Acute myeloid leukemia (AML) with mutated nucleophosmin (NPM) gene has distinctive clinical and molecular features, and enormous advances have been achieved in the methods of diagnosing this new entity. This prospective study was designed to detect the mutant NPM protein using immunohistochemical staining in AML patients and to evaluate its application as a surrogate marker for NPM1 gene mutation analysis. This is a prospective study at a general community hospital in Baghdad (Baghdad Teaching Hospital) during the period from March 2011 to July 2011. Immunohistochemical staining was used to detect the mutant NPM protein in bone marrow biopsies fixed in Bouin solution from 30 adult AML patients using anti-NPM polyclonal antibody.

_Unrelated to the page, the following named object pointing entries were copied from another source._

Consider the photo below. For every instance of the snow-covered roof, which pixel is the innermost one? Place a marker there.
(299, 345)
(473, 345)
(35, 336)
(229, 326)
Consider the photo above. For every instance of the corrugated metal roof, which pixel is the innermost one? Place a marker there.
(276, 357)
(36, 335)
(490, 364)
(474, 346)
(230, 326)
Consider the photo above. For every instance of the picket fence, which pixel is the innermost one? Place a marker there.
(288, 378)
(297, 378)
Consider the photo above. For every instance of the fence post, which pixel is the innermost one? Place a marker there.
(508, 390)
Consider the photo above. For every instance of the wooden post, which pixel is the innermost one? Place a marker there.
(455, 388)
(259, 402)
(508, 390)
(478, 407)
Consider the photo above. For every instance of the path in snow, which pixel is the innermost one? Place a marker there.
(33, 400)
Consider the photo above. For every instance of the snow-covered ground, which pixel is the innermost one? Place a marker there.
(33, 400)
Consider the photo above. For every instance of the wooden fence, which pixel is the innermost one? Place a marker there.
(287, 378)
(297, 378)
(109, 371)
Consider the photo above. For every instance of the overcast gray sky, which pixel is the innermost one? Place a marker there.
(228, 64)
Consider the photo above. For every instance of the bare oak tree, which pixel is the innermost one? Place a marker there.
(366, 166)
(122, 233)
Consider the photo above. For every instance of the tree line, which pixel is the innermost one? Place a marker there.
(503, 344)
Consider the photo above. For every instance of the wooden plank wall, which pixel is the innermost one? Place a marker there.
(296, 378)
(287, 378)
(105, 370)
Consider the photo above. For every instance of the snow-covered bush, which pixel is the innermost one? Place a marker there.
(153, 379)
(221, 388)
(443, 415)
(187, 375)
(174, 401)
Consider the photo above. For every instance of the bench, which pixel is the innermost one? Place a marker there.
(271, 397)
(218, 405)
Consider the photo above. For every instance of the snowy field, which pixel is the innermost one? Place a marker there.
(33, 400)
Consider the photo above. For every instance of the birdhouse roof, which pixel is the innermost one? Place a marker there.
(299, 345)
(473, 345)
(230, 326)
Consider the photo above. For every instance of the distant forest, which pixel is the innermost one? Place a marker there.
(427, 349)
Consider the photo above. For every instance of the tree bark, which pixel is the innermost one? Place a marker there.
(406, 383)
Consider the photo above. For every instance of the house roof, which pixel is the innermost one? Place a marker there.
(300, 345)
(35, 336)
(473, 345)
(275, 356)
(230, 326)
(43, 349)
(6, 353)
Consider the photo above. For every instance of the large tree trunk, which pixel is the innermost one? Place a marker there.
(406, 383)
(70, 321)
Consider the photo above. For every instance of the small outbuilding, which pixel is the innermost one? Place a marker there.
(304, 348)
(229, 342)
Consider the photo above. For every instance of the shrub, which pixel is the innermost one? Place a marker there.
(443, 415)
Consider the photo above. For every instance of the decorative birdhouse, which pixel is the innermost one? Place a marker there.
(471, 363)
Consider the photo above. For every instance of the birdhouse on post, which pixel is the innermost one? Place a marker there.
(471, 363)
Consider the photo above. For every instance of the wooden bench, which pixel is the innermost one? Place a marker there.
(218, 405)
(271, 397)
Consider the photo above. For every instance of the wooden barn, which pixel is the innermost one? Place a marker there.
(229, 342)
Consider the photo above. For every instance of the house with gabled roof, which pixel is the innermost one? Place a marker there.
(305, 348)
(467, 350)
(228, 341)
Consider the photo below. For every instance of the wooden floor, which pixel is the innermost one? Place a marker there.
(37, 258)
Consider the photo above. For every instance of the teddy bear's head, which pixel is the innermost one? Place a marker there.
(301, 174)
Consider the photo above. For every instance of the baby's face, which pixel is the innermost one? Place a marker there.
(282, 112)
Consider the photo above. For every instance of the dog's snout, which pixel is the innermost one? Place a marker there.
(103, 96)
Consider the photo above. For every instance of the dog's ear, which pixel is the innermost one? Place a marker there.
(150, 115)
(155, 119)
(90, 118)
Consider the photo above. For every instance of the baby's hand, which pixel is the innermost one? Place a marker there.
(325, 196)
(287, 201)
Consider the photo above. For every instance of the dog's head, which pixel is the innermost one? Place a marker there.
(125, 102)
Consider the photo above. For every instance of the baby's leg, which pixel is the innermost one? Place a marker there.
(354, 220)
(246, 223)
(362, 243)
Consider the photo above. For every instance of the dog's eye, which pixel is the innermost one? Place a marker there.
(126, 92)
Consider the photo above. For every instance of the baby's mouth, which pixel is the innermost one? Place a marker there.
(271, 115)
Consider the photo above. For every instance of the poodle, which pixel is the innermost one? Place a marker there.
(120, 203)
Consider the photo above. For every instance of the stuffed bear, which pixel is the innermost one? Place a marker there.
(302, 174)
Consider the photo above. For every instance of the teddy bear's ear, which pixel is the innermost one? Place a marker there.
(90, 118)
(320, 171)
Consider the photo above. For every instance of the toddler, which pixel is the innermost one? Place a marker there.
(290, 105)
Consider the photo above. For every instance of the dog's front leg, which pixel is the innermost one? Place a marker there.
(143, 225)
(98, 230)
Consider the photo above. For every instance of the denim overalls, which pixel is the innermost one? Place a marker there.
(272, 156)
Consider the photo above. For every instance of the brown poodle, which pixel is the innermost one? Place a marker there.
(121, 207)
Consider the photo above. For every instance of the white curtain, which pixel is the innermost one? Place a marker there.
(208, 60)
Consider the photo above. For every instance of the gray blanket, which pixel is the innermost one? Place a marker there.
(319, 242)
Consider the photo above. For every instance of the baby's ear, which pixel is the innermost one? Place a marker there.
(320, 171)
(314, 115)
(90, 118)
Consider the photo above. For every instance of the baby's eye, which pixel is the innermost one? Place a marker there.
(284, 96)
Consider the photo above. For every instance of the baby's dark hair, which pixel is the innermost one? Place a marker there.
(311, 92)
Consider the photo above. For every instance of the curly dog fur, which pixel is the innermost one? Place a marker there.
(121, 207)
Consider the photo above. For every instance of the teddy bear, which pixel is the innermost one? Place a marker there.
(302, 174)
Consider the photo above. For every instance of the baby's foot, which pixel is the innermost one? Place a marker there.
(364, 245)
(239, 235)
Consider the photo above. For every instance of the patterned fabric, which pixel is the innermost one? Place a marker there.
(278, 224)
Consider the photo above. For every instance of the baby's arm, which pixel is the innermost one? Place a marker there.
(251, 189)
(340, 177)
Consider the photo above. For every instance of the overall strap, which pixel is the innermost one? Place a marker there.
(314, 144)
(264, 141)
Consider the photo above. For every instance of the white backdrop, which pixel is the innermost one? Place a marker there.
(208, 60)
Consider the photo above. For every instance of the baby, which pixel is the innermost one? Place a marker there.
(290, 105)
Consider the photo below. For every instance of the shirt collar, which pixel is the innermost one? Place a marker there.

Molecular analysis was done on bone marrow or peripheral blood samples from 16/30 (53%) patients using single strand confirmatory polymorphism-reverse transcriptase-polymerase chain reaction (SSCP-RT-PCR). Using Immunohistochemical staining, 17/30 (56.7%) of AML patients were positive for the mutant NPM protein. The percentage of positive blast cells ranged from 30% to 100%. A significant relation was found between RT-PCR analysis and immunohistochemical staining (P=.009). The sensitivity of Immunohistochemical staining in detection of mutated NPM1 cases was 90%, whereas the specificity of this technique was 87.5%. The findings of immunohistochemical staining of NPM protein were significantly related with the molecular findings of NPM1 gene analysis, and the immunohistochemical staining technique was both sensitive and specific. These findings might be a prime step for the future utilization of this technique as a surrogate marker for the detection of NPM1 gene mutations in under-resourced countries as Iraq. Still, a larger study recruiting a larger number of patients will be useful for the assessment of the significance of immunohistochemical staining in the detection of minimal residual disease in NPM cytoplasmic positive AML, which is a good prognostic entity.